Comment 15 for bug 1648242

Revision history for this message
Brian Stajkowski (brian-stajkowski) wrote : Re: Failure to retry update_ha_routers_states

So this is a very narrow window that is being hit:

https://github.com/openstack/neutron/blob/master/neutron/common/rpc.py#L127

When the oslo.messaging driver fetches the connection, it has to hit a tiny window when it views the socket as not timed out:

https://github.com/openstack/oslo.messaging/blob/master/oslo_messaging/_drivers/amqpdriver.py#L419

The connection is validated and if it's viewed as a valid connection, the message is sent:

https://github.com/openstack/oslo.messaging/blob/master/oslo_messaging/_drivers/impl_rabbit.py#L705

Ultimately, we get the traceback and it times out waiting for the reply, and it's handled by just killing the request:

https://github.com/openstack/neutron/blob/master/neutron/common/rpc.py#L128

Now, we could add an rpc_ha_retry_limit to attempt another send, basically another param that we act on.
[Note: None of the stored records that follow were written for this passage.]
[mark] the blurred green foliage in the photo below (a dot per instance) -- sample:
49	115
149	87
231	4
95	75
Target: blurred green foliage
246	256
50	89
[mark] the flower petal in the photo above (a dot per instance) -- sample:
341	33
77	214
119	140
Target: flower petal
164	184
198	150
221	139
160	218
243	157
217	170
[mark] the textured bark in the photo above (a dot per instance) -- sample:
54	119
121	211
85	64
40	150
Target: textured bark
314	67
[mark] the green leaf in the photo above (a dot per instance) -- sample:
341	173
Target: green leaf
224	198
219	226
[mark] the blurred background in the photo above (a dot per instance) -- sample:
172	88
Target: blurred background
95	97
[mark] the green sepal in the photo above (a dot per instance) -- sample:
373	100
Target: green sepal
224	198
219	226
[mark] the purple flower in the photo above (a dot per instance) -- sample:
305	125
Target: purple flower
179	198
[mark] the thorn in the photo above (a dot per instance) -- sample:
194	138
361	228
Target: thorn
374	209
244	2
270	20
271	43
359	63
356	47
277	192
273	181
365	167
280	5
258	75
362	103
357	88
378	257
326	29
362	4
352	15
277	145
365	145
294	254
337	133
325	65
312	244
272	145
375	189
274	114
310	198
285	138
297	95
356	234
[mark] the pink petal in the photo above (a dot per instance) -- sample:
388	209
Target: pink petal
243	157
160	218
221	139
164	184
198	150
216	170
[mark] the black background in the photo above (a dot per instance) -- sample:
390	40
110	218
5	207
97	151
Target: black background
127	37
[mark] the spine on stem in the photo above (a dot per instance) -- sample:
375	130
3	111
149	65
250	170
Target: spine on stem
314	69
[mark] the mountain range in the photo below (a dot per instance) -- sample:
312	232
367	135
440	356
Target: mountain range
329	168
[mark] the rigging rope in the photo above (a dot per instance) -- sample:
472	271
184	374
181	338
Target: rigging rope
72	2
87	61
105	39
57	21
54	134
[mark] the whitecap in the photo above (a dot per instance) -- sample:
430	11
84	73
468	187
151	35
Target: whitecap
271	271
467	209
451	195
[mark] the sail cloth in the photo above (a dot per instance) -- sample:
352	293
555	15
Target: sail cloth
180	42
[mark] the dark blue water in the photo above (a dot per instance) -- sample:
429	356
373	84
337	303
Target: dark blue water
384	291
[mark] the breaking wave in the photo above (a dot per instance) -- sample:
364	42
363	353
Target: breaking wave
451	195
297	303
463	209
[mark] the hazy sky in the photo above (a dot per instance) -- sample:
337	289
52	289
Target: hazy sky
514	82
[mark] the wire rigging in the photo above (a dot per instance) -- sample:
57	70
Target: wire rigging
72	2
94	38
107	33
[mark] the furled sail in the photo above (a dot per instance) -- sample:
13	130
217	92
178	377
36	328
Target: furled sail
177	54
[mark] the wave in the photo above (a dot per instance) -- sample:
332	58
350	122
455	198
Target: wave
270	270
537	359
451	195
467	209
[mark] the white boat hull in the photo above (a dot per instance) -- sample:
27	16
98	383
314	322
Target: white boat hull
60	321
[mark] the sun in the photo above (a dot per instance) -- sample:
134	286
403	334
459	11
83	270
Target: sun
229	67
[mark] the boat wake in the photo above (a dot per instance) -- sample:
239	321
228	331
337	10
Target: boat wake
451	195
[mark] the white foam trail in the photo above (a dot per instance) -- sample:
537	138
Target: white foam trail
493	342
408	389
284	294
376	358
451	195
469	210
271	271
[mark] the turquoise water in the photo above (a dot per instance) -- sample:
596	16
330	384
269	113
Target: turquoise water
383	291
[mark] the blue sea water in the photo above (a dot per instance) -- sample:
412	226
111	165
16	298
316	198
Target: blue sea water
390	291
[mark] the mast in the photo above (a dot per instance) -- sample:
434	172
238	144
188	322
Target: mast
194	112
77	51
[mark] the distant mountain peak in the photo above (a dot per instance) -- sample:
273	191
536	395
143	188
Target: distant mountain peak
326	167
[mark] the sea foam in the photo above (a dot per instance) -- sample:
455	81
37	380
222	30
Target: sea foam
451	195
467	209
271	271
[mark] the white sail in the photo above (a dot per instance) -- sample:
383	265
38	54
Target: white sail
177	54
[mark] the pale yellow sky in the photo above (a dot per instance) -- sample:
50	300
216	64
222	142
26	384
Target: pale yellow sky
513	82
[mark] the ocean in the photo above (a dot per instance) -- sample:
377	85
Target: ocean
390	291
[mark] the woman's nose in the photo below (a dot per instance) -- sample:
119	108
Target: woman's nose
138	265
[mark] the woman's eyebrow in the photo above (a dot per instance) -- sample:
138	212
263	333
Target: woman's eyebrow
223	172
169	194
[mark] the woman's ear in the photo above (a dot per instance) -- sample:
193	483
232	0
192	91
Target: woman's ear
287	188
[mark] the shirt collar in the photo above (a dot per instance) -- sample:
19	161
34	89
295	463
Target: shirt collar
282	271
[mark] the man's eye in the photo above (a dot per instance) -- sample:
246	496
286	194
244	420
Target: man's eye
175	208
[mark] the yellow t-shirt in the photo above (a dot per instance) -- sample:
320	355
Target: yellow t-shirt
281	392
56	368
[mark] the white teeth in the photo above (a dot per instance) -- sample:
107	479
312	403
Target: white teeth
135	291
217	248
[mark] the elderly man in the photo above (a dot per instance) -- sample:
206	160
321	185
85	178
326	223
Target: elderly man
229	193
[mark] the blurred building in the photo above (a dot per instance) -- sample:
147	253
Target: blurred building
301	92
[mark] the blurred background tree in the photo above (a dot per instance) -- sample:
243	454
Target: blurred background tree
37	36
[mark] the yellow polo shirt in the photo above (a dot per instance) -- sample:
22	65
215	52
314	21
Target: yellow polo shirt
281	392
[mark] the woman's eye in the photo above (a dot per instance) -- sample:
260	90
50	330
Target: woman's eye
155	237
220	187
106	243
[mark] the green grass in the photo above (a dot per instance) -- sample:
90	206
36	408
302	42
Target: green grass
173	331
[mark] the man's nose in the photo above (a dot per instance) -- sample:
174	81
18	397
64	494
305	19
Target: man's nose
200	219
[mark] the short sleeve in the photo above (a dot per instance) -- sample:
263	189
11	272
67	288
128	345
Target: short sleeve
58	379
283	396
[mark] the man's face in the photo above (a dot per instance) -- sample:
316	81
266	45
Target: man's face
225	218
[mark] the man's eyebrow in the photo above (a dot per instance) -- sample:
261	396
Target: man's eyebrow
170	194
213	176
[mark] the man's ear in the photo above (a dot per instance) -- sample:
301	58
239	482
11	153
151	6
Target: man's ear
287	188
But this narrow window that we are hitting explains why sometimes you see it and sometimes you don't, just depends on how quick everything falls into place.

Some questions though:
If the host dies, how can the amqp client view the connection as valid and send anything if it can't establish a connection to the rabbit host? How is it able to accept a connection?

Is it possible ensure_publishing isn't handling a disconnect well? or kombu?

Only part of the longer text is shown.